Polyester Composite Versus Ptfe in Laparoscopic Ventral Hernia Repair

Polyester Composite versus PTFE in Laparoscopic Ventral Hernia Repair
Both polyester composite (PCO) and polytetrafluoroethylene (PTFE) dual meshes are commonly utilized for laparoscopic ventral hernia repair. Sparse information exists, however, comparing perioperative and long-term outcome by mesh repair.

A prospective database was utilized to identify 116 consecutive patients who underwent laparoscopic ventral hernia repair at The Mount Sinai Hospital from 2004-2009. Patients were grouped by type of mesh utilized, PTFE versus PCO, and retrospectively compared. Follow-up at a mean of 12-months was achieved by telephone interview and office visit.

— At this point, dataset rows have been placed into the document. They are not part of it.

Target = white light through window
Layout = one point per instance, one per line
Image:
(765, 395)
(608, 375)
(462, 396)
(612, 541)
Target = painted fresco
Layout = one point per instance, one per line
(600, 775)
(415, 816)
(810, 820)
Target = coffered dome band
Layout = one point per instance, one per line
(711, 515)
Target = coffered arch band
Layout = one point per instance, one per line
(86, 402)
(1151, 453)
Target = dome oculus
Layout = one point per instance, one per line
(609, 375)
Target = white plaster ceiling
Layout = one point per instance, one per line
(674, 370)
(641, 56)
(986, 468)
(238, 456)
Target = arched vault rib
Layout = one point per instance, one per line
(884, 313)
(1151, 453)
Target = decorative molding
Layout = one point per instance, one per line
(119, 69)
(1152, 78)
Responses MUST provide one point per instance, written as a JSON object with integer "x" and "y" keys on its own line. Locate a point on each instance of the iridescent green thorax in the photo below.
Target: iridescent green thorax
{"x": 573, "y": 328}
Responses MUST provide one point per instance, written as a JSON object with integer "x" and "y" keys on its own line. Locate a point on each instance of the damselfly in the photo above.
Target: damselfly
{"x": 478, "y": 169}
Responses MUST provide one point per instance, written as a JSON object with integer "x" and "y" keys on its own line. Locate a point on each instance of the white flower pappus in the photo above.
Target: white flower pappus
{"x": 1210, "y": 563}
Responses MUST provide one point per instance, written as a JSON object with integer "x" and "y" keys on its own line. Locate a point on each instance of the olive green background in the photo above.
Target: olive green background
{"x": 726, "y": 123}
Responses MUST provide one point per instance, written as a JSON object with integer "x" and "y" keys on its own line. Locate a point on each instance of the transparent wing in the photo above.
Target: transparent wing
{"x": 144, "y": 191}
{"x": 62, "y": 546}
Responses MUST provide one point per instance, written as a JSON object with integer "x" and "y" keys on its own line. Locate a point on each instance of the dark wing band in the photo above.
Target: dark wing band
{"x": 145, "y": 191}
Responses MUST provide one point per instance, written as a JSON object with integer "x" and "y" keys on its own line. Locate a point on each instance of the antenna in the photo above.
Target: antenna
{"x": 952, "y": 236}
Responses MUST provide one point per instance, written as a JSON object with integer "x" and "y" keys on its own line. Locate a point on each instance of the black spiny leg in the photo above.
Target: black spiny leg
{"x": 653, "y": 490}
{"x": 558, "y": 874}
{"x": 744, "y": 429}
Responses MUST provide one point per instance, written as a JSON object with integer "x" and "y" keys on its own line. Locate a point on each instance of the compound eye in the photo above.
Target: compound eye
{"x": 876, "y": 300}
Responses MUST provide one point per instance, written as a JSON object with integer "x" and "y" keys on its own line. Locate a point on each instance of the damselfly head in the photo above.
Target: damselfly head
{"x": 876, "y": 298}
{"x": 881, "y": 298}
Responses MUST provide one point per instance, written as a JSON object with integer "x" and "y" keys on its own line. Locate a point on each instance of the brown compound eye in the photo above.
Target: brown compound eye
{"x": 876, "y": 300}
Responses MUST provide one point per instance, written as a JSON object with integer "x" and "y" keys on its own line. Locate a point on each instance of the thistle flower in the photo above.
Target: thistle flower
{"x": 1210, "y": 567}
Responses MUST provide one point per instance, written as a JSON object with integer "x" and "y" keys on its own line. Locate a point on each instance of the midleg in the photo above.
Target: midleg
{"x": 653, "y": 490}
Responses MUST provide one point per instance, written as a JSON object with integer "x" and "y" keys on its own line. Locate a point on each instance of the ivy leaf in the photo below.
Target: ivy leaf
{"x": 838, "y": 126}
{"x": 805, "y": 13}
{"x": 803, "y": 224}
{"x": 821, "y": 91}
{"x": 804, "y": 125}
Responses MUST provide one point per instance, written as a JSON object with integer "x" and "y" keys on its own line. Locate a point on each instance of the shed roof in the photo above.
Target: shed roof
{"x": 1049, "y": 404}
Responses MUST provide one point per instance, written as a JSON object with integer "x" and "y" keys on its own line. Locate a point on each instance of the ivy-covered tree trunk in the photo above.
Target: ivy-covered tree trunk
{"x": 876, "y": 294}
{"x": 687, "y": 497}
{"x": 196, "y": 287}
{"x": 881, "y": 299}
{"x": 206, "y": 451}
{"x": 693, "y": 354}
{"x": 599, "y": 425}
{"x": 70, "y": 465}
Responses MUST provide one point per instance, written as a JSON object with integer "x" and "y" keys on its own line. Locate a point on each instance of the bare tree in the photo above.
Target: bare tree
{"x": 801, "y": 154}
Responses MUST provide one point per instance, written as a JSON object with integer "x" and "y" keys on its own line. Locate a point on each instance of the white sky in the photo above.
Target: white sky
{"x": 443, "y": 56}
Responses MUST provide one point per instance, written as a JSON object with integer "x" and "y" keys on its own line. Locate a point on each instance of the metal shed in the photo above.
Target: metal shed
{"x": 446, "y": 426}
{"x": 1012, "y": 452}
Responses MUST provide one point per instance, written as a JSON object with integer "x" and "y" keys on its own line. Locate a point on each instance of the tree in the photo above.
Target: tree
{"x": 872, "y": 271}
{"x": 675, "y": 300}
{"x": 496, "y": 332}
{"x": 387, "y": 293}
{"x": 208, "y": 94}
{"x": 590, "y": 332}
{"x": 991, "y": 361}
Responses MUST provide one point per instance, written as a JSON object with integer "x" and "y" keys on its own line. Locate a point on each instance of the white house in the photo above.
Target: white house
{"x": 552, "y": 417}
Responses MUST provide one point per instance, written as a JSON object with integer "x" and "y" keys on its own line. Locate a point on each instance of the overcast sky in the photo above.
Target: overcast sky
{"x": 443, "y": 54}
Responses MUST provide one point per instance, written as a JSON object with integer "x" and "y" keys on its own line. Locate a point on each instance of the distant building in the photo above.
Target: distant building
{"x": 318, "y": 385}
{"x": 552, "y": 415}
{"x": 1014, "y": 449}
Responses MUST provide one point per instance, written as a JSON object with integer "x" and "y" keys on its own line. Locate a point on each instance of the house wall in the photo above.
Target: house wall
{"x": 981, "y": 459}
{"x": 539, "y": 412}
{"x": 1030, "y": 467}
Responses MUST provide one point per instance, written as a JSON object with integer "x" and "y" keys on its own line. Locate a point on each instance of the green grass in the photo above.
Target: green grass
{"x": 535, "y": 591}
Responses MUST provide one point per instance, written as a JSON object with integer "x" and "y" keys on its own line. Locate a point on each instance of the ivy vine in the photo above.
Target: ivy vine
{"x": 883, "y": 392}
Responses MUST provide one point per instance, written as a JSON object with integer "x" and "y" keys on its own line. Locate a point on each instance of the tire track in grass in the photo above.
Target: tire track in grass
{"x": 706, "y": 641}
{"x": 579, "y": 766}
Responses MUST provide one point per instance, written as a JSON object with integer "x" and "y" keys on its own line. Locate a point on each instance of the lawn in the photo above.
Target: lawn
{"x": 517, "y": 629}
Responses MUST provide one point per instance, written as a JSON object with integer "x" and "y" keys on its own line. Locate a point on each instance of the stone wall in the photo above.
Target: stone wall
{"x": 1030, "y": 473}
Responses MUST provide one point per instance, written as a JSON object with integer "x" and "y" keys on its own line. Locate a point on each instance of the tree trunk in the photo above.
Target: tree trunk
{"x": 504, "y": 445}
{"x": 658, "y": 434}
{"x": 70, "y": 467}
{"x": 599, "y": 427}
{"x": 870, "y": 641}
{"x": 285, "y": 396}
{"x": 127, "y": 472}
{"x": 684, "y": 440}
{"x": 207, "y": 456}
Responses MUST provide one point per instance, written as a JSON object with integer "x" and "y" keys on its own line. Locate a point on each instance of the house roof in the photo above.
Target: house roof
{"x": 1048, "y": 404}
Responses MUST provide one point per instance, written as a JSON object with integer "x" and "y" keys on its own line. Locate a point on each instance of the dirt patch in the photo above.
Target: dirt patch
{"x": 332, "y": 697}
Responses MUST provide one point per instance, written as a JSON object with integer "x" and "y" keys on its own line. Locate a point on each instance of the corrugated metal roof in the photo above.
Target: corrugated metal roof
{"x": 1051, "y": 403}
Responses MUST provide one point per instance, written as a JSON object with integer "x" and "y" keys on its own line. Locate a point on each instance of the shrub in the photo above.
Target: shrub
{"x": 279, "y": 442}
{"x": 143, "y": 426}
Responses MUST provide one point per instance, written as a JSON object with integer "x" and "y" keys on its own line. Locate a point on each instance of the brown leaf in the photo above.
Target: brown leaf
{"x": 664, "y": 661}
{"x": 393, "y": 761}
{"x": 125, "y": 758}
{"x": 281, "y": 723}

Of the116 patients, 66 patients underwent ventral hernia repair with PTFE and 50 using PCO. Patients were well matched by patient demographic. No difference in mean body mass index (BMI) was demonstrated between the PTFE and polyester group (31.8 vs. 32.5, respectively; p=NS). Operative time was significantly longer in the PTFE group (136vs.106 minutes, p<0.002). Three mesh infections occurred in the PTFE group and none in the polyester group (p=NS). No other major complications occurred in the immediate postoperative period (30 days). At a mean follow-up of 12-months no significant difference was demonstrated between the PTFE and polyester group in hernia recurrence (3% vs. 2%), wound complications (1% vs. 0%), mesh infection (3% vs. 0%), infection requiring removal (1% vs. 0%), bowel obstruction (3% vs. 2%) or persistent pain or discomfort (28% vs. 32%), respectively (p=NS).

Our study demonstrated no significant association between type of mesh utilized and perioperative or 12-month outcome. Choice of either mesh appears to result in equivalent outcome, and can be left to surgeon or institutional preference.